3SC Chair’s Blog
I’m not a natural reader of the journal Cognitive, Affective, & Behavorial Neuroscience – but this week I stumbled across a press report about an article that’s appeared there. Cutting through the academic jargon, it’s about how the brains of altruists work differently to those of egotists. Given that 3SC’s work is motivated by altruism rather than egotism, it might have some interesting lessons.
A team from UNIGE, the University of Geneva in Switzerland team used an MRI scan to study brain activity of 36 people when they were asked questions about the long-term potential consequences of climate change. The bottom line is that egotistical individuals don’t use the area of the brain that allows us to imagine and place ourselves into the distant future. The brains of altruists, on the other hand, were pretty busy in the same area.
Not much can be generalised about a piece of research on 36 brains – even less when it comes to positing ‘altruism’ or ‘egotism’ as a defining characteristic.
But intuitively I think we all know when we encounter people who basically fall on one side or the other when it comes to being able to feel generosity towards others, and those who are driven by self-centredness. The far bigger (and probably unanswerable) question is – how do we shift more of the ‘egotists’ to become ‘altruists’?
Perhaps all that can be done is to exist, to represent a pillar of altruism that is ‘out there’, chipping away at the various areas where egotism has got out of hand.

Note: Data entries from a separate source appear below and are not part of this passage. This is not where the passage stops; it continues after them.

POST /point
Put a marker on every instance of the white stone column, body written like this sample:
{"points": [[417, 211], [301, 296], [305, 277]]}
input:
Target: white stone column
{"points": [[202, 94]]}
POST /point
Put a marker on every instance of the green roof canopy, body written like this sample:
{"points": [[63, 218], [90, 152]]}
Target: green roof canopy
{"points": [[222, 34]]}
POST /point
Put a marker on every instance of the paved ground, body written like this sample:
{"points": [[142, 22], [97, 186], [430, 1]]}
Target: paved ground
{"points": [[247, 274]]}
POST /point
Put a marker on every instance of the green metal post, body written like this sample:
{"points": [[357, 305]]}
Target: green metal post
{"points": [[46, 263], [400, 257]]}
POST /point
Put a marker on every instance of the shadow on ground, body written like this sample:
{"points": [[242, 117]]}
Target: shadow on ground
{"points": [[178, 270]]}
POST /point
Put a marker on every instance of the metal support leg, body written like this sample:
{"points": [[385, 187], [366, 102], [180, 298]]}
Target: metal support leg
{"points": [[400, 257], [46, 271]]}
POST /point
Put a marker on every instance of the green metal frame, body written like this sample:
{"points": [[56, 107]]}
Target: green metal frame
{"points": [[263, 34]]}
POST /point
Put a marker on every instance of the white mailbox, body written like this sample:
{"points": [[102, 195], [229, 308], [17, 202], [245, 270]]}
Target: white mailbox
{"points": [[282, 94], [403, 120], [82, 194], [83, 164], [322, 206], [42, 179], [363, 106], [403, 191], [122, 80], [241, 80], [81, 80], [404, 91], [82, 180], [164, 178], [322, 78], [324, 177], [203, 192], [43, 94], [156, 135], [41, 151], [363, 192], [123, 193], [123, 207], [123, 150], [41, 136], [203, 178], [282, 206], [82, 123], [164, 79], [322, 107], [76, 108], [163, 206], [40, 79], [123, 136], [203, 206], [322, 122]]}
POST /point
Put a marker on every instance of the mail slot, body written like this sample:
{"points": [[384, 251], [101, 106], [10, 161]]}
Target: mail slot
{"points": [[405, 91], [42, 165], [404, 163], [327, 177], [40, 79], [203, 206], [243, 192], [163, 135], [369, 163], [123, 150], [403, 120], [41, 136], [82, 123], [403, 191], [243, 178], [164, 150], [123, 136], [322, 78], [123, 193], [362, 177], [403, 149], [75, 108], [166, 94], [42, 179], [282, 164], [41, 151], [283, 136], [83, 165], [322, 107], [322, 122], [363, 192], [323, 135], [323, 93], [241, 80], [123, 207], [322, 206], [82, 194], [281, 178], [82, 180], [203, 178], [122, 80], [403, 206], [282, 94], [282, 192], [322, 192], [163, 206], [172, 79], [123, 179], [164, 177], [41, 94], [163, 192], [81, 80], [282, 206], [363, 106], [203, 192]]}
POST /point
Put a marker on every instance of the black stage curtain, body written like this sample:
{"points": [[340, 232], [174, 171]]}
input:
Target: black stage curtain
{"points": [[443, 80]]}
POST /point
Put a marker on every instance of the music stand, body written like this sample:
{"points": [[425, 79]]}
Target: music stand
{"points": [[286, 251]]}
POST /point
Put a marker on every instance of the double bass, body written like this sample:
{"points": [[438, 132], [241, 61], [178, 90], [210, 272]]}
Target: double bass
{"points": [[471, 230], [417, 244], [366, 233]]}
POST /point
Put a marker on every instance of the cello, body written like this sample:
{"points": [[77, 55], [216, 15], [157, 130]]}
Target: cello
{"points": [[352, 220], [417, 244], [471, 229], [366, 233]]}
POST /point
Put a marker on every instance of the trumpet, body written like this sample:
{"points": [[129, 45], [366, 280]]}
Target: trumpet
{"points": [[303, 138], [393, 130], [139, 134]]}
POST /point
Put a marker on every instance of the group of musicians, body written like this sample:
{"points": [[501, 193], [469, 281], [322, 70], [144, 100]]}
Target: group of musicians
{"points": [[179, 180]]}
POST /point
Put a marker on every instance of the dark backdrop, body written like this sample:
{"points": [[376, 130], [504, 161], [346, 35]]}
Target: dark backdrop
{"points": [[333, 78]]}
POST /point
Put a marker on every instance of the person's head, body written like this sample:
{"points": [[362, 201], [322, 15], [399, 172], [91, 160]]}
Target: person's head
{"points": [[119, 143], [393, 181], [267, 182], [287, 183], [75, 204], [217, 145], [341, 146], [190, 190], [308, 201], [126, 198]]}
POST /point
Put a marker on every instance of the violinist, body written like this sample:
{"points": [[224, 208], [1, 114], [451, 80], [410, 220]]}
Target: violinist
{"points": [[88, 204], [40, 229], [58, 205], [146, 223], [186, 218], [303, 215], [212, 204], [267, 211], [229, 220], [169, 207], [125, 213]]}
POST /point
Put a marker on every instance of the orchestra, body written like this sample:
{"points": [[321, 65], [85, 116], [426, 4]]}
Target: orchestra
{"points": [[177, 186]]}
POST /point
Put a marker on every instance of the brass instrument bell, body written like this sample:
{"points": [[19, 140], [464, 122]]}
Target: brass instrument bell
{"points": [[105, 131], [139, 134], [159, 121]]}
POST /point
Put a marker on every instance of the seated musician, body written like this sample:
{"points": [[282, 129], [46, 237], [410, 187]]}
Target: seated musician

That’s certainly what 3SC represents – a collaborative, cooperative, community venture that’s determined to improve society. No-one will really suggest zapping brains to cure the problem of egotism – and, goodness knows, that kind of Frankenstein approach would probably have unintended and adverse consequences. I believe in the steady powers of persuasion; changing minds rather than fiddling with brains.